When you do use hair tools, she says to avoid starting with the highest heat setting. Similarly, use a tool that distributes heat evenly, like one from the line of T3® micro products, which were specifically designed to be as gentle as possible on the hair. Cheung also recommends using products that hydrate your hair regularly, such as a weekly hair mask (we like Rene Furterer® Cathame Gentle Hydro-Nutritive Mask, $32). Incorporating a heat protectant spray, such as John Masters Organics® Green Tea and Calendula Conditioning Mist ($24), into your styling routine will also help nourish hair and prevent moisture loss. Make these tweaks so you can style safely without ditching your hot tools forever.

Stocksy United / Studio Firma

Throw out expired beauty products.

Whether it’s a fancy brand that looks great for that #IGselfie or something you save exclusively for special occasions, we’re all guilty of keeping — and using — products for a really, really long time. While they may look like they’re OK to use, you might want to rethink that choice.

In a recent study, which shared that 98 percent of participants were using makeup well past its expiration date, 79 percent of expired products were contaminated with infection-causing bacteria. This is especially concerning when considering that those products were mostly eye formulas. Infections from out-of-date makeup could be as “minor” as breakouts to as extreme as life-endangering staphylococcus aureus, so don’t be too cavalier about your makeup bag!

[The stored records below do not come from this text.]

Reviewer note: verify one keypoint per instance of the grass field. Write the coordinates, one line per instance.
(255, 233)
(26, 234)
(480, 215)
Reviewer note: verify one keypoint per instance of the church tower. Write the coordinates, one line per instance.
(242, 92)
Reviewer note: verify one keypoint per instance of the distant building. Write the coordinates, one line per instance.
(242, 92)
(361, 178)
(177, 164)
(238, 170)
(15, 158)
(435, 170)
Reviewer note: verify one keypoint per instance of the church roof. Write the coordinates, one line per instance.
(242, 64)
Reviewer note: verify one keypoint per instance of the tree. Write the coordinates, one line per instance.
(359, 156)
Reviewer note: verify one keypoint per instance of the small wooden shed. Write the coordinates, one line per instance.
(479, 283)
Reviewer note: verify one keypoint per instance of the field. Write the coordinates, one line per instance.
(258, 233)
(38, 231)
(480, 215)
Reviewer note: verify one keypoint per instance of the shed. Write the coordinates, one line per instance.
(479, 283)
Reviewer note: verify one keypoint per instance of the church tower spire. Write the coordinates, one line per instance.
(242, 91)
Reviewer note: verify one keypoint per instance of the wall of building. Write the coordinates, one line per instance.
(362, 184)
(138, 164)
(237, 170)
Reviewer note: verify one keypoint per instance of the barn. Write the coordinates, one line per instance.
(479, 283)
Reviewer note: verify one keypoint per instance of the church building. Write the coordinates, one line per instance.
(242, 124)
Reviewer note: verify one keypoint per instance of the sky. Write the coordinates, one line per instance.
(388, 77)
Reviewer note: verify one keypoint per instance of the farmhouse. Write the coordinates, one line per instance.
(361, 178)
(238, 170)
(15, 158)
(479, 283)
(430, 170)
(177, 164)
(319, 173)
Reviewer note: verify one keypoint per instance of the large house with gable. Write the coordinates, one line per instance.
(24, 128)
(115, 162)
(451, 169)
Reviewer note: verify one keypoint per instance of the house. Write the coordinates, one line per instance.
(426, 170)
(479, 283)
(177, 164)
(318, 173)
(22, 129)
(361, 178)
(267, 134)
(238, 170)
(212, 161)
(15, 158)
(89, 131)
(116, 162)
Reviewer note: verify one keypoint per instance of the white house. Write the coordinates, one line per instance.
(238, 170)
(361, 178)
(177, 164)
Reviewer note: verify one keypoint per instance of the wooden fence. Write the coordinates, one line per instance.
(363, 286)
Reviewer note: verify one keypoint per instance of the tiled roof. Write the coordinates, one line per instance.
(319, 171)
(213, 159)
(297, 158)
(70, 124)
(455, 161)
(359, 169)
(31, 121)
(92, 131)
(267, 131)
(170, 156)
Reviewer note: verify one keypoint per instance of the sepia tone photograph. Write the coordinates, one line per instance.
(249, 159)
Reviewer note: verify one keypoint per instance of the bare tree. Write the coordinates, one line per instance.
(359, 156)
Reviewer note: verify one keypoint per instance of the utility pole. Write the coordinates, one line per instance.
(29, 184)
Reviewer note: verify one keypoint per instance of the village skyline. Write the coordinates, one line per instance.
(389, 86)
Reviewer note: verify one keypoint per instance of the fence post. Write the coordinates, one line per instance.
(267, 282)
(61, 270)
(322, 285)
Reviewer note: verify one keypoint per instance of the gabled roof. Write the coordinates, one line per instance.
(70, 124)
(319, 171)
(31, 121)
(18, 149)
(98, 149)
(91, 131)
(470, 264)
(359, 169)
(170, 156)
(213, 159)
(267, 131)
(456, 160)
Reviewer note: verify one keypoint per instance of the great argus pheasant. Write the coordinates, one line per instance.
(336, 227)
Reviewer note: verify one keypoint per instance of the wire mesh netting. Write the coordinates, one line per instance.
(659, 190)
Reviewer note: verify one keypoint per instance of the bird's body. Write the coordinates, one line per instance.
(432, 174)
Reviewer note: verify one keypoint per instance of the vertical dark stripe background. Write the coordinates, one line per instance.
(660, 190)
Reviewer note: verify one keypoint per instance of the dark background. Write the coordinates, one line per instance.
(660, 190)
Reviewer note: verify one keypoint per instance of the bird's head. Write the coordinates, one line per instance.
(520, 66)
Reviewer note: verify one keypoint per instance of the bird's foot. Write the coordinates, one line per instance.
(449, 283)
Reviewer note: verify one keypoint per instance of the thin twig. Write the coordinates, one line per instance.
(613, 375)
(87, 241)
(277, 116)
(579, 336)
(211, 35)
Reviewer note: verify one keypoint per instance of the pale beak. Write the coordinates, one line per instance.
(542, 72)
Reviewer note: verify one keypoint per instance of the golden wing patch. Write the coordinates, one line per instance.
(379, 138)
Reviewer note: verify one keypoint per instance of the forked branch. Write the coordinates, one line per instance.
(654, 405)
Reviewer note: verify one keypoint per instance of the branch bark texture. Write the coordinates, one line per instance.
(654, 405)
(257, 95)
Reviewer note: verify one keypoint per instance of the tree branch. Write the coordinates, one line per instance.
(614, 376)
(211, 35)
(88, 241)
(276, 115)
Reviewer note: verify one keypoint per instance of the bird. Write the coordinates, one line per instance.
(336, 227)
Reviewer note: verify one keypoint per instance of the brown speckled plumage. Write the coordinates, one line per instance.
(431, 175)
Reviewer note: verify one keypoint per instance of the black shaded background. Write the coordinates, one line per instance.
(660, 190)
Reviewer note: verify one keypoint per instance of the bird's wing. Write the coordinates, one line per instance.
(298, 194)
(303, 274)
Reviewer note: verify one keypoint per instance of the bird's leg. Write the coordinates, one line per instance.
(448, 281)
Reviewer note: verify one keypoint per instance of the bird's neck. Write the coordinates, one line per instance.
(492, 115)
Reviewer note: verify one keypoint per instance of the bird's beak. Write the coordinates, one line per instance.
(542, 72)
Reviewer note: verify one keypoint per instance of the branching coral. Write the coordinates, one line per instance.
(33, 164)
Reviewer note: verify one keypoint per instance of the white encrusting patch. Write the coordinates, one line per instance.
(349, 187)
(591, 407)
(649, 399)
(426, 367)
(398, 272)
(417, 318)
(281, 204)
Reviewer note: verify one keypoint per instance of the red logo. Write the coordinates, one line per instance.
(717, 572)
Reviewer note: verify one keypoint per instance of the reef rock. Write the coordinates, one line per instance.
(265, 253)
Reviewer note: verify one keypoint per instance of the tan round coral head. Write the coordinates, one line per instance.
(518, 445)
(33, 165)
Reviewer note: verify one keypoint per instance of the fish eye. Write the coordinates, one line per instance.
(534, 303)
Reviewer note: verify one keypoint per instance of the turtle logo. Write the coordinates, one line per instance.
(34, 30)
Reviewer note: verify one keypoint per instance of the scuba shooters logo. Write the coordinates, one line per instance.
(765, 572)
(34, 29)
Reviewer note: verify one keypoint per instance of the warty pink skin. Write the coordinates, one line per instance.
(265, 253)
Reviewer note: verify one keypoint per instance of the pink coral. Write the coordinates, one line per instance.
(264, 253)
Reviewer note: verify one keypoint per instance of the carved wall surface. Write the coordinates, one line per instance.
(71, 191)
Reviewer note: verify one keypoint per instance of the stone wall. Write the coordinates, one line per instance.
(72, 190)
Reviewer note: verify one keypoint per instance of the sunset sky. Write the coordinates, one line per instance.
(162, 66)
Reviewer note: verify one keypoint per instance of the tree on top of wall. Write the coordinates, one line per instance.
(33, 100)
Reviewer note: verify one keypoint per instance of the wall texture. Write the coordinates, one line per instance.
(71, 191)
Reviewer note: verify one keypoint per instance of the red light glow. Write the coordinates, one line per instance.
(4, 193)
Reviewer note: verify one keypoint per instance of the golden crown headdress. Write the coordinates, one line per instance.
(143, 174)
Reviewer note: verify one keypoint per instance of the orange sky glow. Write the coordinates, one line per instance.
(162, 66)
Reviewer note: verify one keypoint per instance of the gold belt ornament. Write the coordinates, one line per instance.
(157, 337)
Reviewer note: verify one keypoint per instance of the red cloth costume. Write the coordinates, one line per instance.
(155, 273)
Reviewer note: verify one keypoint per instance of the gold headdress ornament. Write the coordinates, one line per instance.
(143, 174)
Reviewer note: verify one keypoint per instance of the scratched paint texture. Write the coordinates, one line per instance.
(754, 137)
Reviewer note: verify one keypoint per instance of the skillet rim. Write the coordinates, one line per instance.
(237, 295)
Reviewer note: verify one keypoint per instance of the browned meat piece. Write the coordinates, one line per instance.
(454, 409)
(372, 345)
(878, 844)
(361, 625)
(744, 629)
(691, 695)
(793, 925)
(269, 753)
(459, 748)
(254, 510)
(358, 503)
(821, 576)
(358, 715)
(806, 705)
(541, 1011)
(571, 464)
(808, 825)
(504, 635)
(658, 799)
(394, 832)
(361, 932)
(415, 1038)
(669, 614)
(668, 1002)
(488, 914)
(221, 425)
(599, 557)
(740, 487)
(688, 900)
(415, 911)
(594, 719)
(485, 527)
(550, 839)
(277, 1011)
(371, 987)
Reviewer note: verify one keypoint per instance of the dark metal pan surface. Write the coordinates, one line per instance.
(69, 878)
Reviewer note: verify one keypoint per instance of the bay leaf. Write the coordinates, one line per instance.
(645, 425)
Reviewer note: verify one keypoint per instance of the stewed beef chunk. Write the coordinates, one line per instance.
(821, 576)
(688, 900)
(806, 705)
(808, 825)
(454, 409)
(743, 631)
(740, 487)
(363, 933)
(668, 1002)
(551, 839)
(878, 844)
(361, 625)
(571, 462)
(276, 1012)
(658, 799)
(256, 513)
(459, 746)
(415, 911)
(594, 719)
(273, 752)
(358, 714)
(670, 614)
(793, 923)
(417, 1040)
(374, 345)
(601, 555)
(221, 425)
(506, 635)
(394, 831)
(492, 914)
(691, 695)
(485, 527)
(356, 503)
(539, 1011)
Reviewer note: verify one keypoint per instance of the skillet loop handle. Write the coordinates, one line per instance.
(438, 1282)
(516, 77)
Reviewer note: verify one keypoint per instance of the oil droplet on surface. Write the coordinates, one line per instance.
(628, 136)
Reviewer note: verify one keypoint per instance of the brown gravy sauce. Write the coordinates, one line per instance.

According to the experts at Paula’s Choice®, if a product has changed color, texture, or consistency or omits an odor, it’s clearly expired. The site also says to pay special attention to products without preservatives, as those can expire a lot faster than conventional products (so take a careful look at all of your natural or organic formulas).

If you’ve never considered expiration dates on products before, know that you can find them on the back of most packaging. It typically appears as a small illustration of a jar with a cap coming off, and may say “6M” or “12M” in the middle of the jar. That means throw it out after six months or a year, respectively — and the clock starts ticking the moment you open it. So if you can’t even remember buying a certain lipstick or moisturizer (or if you’ve been using the same eyeshadow since high school . . .), it’s time to toss it out.

While this list of resolutions is brief and seems simple enough to accomplish, don’t be fooled. These tiny tweaks will make a big impact on how you live out the rest of 2019 and beyond.